Barcelone, Espagne | AFP | samedi 23/09/2017 - À peine quatre arrêts de métro séparent Gracia de Nou Barris, deux quartiers de Barcelone qui semblent vivre des réalités parallèles face au référendum d'indépendance de Catalogne, qui divise ses citoyens.
Dans son kiosque à fleurs, à l'abri de la pluie, Ignacio Pérez regarde mécontent passer un autobus affichant le slogan "Hola República" de la campagne du "oui" au scrutin d'autodétermination interdit, prévu le 1er octobre par les dirigeants séparatistes de la région.
"Moi, ça me dérange", dit le fleuriste de 63 ans. "C'est un matraquage permanent. Si seulement ils faisaient autant d'efforts pour améliorer la santé, l'éducation ou l'emploi", s'agace-t-il.
L'affiche est l'un des rares indices de l'exaltation indépendantiste de nombreux Catalans dans ce quartier ouvrier, presque aux confins de Barcelone, où s'est installée une grande partie de l'immigration arrivée du reste de l'Espagne au siècle dernier.
Ici, ce n'est pas le catalan mais le castillan qui domine dans les conversations. Aux balcons des titanesques blocs d'appartements pendent quelques drapeaux espagnols, et pas les indépendantistes omniprésents ailleurs en Catalogne.
- Majoritaires mais silencieux -
"Une majorité des gens ne souhaite pas l'indépendance (...), mais nous sommes réduits au silence", se plaint Pérez.
D'après le dernier sondage commandé par le gouvernement régional en juillet, 49,4% des Catalans ne souhaitaient pas la sécession, contre 41 % qui y étaient favorables.
La région de 7,5 millions d'habitants est cependant gouvernée par les indépendantistes, qui avaient emporté les élections régionales en septembre 2015 avec 47,6% des voix, ce qui leur a permis d'avoir une majorité absolue au Parlement régional.
"Tu ne peux pas lancer un tel processus avec une majorité aussi faible (...) Déchirer un pays avec si peu de soutien", déplore M. Pérez.
À Nou Barris, le vote indépendantiste n'a pas dépassé les 29,1%.
"Ils nous ont imposé leur plan en profitant de ce que nous, qui ne voulons pas l'indépendance, ne sommes ni unis ni mobilisés", se plaint aussi Ana Bahamonde, 52 ans, dans sa boulangerie.
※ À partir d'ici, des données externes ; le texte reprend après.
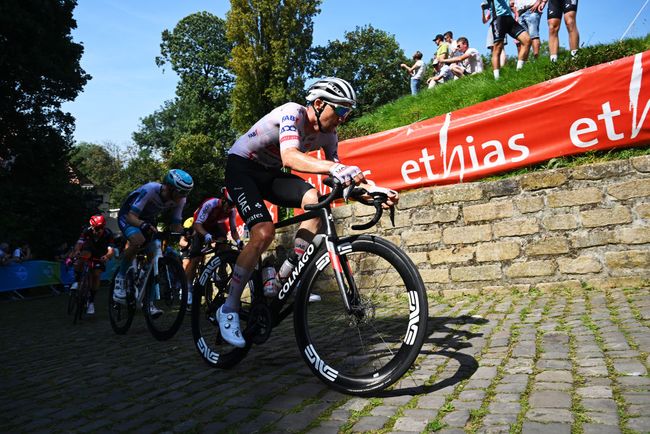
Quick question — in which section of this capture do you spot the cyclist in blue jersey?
[113,169,194,306]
Ses clients, dit-elle, préfèrent ne pas aborder le sujet. "Il est mal vu de dire que tu ne veux pas l'indépendance, ça t'identifie à l'extrême droite. C'est pour cela que je ne vais pas aux manifestations pour l'unité".
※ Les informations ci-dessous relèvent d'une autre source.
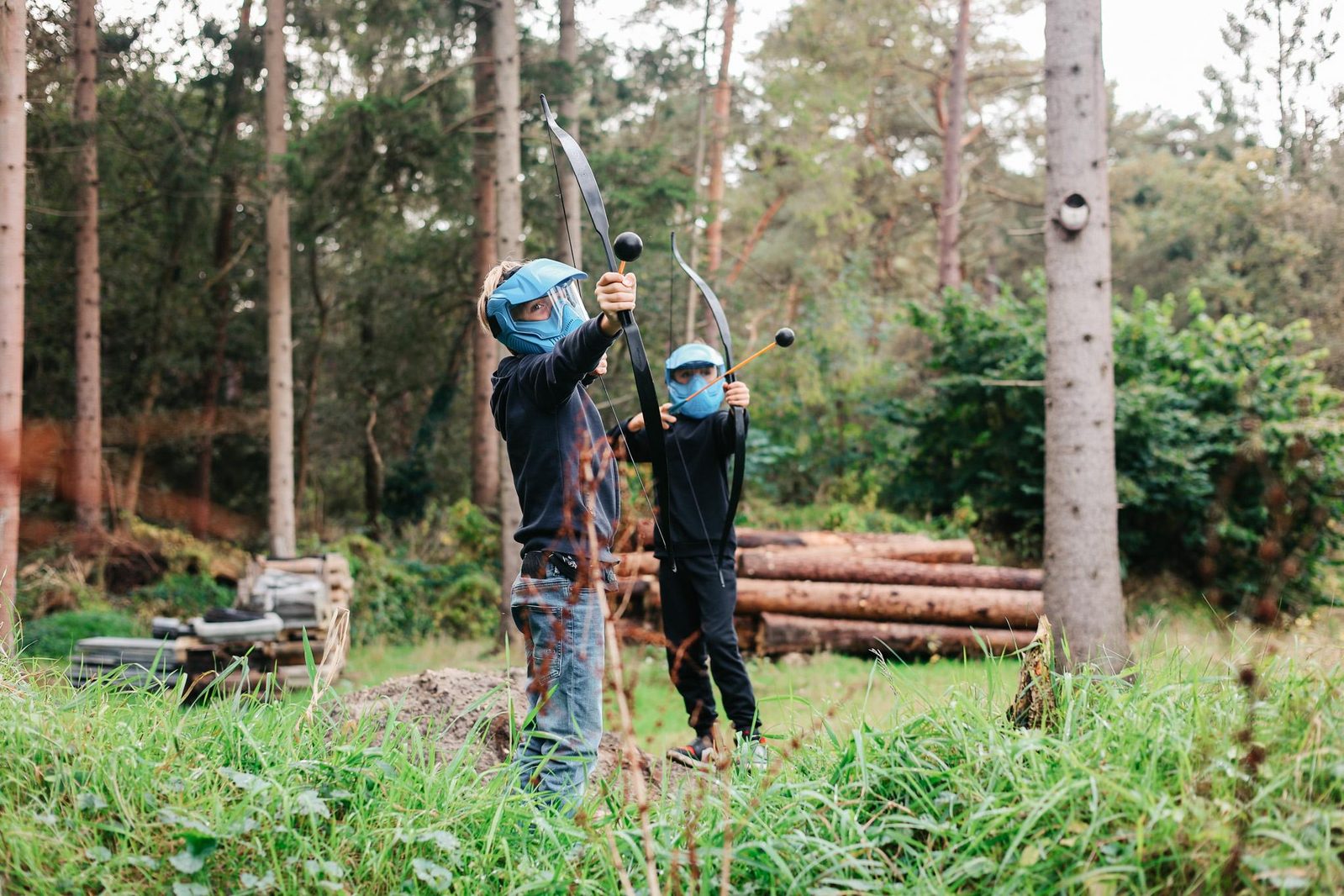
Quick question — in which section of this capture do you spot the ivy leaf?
[297,790,332,818]
[411,858,453,893]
Elle ne participera pas non plus au référendum : "j'aimerais qu'on puisse voter, mais pas comme cela. Le gouvernement sait que seuls ses soutiens se rendront aux urnes et ça leur convient, comme ça ils sont sûrs de gagner".
- 'Seule issue: l'indépendance' -
Le ton est très différent à Gracia, un ancien lieu de villégiature pour la bourgeoisie barcelonaise, annexé à la ville à la fin du XIXème siècle et devenu un des quartiers les plus à la mode aujourd'hui.
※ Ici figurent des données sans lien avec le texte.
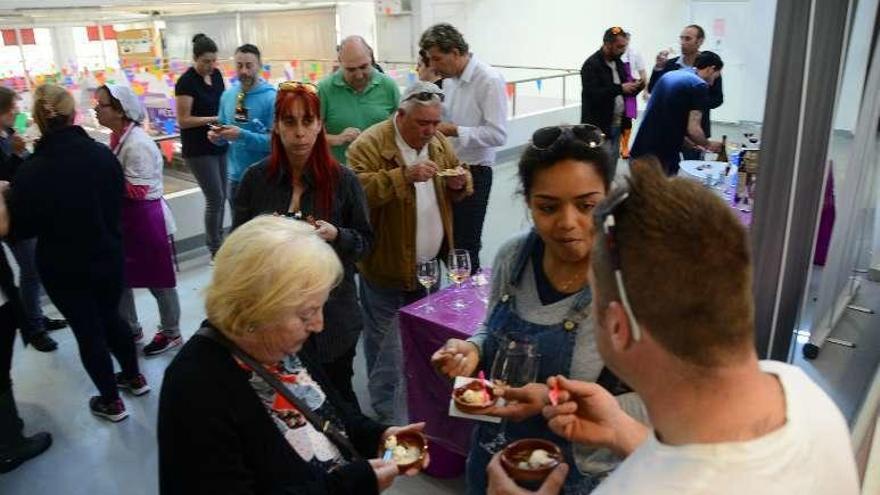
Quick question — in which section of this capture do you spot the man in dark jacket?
[581,26,644,177]
[0,181,52,473]
[648,24,724,160]
[0,87,67,352]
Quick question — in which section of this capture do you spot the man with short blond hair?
[489,160,859,495]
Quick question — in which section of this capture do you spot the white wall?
[410,0,688,69]
[834,0,878,132]
[336,2,376,51]
[377,0,784,122]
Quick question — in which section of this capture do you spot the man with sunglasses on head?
[489,160,859,495]
[648,24,724,160]
[581,26,645,177]
[348,81,473,424]
[630,51,724,175]
[318,36,400,167]
[419,23,507,272]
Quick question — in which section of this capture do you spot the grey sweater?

Dans ses rues piétonnes aux maisons basses se multiplient les drapeaux indépendantistes et les affichettes "oui". Ici les séparatistes ont obtenu 60,5% des votes en 2015, le meilleur résultat à Barcelone.
"Je ne comprend pas qu'ils ne veuillent pas voter", dit Soledat Farré, organisatrice d'événements sportifs de 59 ans, en préparant du matériel de propagande électorale dans un local de la puissante association indépendantiste Asamblea Nacional de Cataluña (ANC).
"S'ils y allaient tous, je crois que ce serait très difficile pour nous de gagner".
Les opérations policières de ces derniers jours, avec l'arrestation de hauts fonctionnaires et la saisie de millions de bulletins de vote, ont encore durci les positions.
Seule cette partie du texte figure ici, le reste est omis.